Continuously Cousins manages to incorporate cinema into his narrative, ranging from Ettore Scola’s Una Giornata Particolare (set on the day of a meeting between Mussolini and Adolf Hitler) to Dreyer, from Bertolucci to Pasolini. Through these examples he shows the power of true cinema, and how a film like A Noi underimagined cinema. Cinema has a real interest in people that fascist propaganda like A Noi by its very nature lacks. Cousins’ calm, almost soothing voice takes the glorifying imagery apart bit by bit, leaving space for wry humour from time to time, as when he notes that all these fascist leaders like to make speeches from balconies, dubbing them ‘the balcony boys’. “Can they see Dachau from up there, or Auschwitz?” he muses.
But what about the common people?

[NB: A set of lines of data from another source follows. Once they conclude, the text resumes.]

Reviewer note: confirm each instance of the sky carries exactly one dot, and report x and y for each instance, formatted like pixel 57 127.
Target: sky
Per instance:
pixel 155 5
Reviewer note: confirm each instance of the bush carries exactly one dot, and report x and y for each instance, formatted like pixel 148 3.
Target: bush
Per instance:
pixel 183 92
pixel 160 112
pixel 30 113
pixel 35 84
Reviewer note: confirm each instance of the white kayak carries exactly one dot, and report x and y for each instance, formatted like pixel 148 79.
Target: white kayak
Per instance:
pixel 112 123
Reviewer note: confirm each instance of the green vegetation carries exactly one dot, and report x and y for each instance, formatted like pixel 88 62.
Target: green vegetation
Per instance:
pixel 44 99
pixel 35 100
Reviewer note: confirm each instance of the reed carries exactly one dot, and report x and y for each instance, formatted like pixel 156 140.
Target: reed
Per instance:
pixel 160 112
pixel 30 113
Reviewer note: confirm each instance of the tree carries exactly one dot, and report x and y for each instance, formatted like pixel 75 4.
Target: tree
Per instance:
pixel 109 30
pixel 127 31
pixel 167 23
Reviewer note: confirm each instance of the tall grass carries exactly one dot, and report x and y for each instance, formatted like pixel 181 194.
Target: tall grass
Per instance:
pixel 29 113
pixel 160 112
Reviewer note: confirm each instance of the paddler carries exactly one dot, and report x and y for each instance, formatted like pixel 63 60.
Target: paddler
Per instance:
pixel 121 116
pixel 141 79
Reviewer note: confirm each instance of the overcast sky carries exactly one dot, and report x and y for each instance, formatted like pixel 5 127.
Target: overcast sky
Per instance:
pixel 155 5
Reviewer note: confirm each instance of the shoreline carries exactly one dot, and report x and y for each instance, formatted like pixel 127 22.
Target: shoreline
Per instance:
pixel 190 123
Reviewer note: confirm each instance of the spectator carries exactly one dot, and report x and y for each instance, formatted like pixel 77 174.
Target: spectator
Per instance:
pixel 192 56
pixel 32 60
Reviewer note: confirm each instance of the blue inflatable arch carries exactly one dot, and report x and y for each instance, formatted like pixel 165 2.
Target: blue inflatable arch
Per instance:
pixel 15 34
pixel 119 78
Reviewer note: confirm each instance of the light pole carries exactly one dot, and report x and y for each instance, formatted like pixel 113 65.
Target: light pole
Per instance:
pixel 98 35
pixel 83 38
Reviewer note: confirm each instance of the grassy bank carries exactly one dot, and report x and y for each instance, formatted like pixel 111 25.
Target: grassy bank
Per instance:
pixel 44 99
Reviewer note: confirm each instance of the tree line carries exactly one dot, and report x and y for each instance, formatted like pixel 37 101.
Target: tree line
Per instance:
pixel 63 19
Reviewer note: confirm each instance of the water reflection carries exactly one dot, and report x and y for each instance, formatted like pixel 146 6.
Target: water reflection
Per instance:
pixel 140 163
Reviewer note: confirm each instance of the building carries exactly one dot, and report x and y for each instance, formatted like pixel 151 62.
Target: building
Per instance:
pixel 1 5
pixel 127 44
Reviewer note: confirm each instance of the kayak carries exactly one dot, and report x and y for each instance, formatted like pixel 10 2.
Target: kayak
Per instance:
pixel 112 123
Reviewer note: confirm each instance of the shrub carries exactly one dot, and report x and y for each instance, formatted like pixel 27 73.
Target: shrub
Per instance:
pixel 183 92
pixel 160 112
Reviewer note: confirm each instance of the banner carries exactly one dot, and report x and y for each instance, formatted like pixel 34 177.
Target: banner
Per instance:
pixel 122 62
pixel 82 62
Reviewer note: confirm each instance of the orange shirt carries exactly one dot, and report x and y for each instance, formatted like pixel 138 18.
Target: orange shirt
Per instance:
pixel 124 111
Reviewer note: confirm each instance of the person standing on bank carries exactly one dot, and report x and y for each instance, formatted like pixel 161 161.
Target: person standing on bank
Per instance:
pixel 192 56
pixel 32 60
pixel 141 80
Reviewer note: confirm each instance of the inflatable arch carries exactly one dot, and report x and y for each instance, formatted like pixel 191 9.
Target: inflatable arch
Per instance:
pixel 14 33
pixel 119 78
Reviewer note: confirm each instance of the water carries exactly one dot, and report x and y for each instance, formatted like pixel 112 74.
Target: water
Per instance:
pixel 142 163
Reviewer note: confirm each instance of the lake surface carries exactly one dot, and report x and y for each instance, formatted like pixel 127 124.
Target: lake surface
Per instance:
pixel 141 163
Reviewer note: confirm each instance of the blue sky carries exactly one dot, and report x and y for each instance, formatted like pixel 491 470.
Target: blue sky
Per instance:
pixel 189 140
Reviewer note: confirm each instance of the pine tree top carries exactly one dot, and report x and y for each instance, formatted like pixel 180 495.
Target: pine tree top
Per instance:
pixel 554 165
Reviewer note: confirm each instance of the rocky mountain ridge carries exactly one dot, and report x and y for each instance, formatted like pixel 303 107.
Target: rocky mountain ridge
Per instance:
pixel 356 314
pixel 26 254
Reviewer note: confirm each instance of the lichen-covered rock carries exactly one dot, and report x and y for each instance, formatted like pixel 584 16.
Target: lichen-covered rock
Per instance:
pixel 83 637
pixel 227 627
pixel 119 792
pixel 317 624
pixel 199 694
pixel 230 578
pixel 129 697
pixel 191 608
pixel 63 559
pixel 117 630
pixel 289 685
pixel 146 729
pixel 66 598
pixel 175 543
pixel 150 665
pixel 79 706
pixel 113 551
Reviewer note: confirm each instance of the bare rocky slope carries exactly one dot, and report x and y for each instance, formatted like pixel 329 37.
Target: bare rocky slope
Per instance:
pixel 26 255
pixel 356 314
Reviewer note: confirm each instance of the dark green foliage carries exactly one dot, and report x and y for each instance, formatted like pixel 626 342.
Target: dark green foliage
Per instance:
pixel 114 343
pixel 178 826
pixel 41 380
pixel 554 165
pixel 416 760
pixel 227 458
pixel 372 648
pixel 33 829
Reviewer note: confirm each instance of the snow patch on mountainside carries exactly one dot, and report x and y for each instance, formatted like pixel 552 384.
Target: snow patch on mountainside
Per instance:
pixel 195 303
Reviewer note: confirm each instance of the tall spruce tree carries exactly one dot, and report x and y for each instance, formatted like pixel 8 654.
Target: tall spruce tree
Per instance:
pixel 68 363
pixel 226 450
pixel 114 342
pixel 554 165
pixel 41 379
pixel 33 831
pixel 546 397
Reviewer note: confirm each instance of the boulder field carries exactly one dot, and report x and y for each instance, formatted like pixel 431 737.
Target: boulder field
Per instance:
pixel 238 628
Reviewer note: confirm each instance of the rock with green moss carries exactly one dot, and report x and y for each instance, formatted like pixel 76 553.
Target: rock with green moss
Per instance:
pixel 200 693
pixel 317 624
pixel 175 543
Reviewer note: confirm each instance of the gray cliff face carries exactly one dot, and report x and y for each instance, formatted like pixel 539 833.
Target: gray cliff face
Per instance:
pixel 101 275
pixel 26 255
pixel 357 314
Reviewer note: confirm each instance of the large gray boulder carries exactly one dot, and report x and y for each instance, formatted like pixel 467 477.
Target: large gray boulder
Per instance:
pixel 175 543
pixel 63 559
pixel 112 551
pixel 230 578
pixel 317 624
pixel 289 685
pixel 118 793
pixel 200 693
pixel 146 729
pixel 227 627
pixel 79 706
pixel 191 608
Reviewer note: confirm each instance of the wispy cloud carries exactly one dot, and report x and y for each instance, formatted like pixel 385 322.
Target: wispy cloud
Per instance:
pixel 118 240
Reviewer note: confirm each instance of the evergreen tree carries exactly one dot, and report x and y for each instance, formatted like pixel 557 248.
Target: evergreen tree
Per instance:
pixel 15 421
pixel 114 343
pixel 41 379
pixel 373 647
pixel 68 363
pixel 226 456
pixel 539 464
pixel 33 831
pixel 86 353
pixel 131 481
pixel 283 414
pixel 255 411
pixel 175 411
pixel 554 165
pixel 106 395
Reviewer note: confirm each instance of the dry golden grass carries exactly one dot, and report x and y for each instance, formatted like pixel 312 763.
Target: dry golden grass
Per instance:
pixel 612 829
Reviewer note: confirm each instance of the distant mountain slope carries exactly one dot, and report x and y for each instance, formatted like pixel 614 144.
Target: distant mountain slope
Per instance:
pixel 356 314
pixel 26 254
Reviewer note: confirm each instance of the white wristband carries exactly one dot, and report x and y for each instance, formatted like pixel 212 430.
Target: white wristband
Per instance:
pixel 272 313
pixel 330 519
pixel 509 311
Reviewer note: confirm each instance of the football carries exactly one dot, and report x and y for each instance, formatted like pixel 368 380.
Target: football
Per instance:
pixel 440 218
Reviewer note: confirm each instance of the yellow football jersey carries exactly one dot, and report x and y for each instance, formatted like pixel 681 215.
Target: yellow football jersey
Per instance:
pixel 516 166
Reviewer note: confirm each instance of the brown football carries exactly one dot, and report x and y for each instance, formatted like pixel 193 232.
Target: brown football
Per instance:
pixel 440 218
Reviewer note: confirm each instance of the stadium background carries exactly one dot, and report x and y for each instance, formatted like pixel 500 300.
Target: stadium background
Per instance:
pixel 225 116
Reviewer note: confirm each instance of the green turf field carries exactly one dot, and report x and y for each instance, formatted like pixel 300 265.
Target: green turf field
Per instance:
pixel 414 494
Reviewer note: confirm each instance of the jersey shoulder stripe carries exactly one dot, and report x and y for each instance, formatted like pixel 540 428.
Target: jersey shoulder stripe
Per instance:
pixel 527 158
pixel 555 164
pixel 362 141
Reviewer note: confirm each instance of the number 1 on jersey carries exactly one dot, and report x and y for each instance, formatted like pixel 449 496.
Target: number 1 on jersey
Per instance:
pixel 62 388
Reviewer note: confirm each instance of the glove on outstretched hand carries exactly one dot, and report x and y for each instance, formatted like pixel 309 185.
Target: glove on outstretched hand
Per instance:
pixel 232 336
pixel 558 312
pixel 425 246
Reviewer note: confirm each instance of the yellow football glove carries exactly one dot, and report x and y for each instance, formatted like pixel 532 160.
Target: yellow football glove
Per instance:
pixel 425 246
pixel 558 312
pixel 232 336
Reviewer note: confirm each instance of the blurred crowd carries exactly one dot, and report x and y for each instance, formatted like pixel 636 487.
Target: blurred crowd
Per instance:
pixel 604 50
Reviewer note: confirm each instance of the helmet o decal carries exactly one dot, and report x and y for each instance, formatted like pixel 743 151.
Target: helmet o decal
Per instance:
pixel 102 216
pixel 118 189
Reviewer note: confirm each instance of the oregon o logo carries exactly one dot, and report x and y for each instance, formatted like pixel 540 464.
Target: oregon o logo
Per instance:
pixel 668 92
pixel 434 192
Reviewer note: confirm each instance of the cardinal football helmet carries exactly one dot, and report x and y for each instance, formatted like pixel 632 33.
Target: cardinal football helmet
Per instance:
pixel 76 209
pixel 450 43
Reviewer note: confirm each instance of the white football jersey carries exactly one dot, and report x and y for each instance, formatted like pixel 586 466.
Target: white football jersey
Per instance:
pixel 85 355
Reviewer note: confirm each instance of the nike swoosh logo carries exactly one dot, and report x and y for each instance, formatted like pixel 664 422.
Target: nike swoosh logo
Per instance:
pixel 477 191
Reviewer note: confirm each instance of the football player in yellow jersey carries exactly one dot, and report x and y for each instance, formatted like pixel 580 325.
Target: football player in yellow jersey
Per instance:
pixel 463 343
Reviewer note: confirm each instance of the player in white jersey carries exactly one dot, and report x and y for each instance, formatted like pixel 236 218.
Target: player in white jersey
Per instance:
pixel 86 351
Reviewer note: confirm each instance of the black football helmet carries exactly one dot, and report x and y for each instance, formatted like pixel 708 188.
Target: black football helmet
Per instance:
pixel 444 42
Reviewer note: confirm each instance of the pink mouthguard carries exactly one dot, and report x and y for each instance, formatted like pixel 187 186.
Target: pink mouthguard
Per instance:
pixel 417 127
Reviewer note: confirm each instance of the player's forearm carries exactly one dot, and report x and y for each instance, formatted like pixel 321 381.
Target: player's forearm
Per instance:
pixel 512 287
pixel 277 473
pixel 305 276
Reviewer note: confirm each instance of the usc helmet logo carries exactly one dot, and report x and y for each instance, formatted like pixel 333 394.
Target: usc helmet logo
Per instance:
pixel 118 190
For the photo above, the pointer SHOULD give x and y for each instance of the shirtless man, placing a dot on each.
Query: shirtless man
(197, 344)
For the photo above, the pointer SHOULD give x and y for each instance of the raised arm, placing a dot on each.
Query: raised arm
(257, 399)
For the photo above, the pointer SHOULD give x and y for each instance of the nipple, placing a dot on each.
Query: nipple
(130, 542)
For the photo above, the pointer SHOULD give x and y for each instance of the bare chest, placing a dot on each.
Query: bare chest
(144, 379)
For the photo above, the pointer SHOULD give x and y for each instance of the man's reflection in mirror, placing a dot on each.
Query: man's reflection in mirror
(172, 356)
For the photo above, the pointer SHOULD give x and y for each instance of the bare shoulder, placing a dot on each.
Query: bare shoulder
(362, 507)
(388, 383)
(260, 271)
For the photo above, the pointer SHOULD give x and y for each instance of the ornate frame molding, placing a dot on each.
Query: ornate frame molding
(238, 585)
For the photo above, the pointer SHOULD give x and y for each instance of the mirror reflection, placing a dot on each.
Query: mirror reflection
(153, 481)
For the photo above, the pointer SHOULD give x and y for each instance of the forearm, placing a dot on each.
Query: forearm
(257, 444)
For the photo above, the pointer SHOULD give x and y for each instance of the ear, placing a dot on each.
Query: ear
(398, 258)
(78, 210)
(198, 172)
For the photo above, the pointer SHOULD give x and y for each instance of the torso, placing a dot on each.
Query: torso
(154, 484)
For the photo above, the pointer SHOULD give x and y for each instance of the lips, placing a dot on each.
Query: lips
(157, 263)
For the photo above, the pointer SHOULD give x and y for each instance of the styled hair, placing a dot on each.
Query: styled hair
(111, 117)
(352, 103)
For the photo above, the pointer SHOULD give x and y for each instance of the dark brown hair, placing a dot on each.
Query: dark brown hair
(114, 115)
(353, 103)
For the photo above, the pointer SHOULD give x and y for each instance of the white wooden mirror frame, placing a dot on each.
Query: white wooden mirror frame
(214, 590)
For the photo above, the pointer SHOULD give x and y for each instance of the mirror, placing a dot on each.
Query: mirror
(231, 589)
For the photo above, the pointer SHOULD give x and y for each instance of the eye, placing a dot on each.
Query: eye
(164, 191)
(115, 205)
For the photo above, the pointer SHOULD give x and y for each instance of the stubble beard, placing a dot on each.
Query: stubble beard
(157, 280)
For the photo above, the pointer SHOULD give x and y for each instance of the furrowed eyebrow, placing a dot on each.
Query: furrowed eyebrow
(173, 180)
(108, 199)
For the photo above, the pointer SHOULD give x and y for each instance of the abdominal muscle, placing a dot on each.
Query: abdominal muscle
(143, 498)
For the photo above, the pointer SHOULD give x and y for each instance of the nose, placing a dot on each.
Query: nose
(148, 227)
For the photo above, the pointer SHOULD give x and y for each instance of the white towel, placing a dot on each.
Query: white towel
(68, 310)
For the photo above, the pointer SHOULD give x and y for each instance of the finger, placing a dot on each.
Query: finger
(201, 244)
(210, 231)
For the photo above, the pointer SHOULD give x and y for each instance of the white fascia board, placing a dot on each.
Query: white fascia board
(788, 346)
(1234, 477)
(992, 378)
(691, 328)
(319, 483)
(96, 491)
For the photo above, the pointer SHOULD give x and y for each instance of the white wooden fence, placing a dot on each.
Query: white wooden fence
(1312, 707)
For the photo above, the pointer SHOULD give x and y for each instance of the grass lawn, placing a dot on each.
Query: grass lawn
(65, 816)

What about the folks we see early on in the shots from Notari’s film? Cousins personifies them through Anna, played by Alba Rohrwacher, whose monologues are interspersed throughout the film, embodying the sentiment of the Italian people. Admiration gradually makes place for disillusionment, once the realization comes that the populist message was just a façade. It’s an intriguing way to incorporate the voice of the people into the film, but it doesn’t fully gel with the rest of the material.
March on Rome opens with an interview of Donald Trump as he is questioned about using a quote originally by Mussolini. At the end of the film it comes full circle when we see images of people storming the Capitol on January 6, 2021. Cousins convincingly connects the dots between the origins of fascism as we know it, which started with the March on Rome, and its direct descendants in our current times. This makes March on Rome at once a timely film and a historical document, yet also an inspiring look at the power of cinema, for good causes, yet unfortunately sometimes also for the bad ones. When the camera turns to the Rome of today we can still see the edifices to Italy’s fascist past. And A Noi also still exists. What to do with this past? Cousins suggests to preserve it, mock it, teach it. And those lessons should start with this magnificent documentary.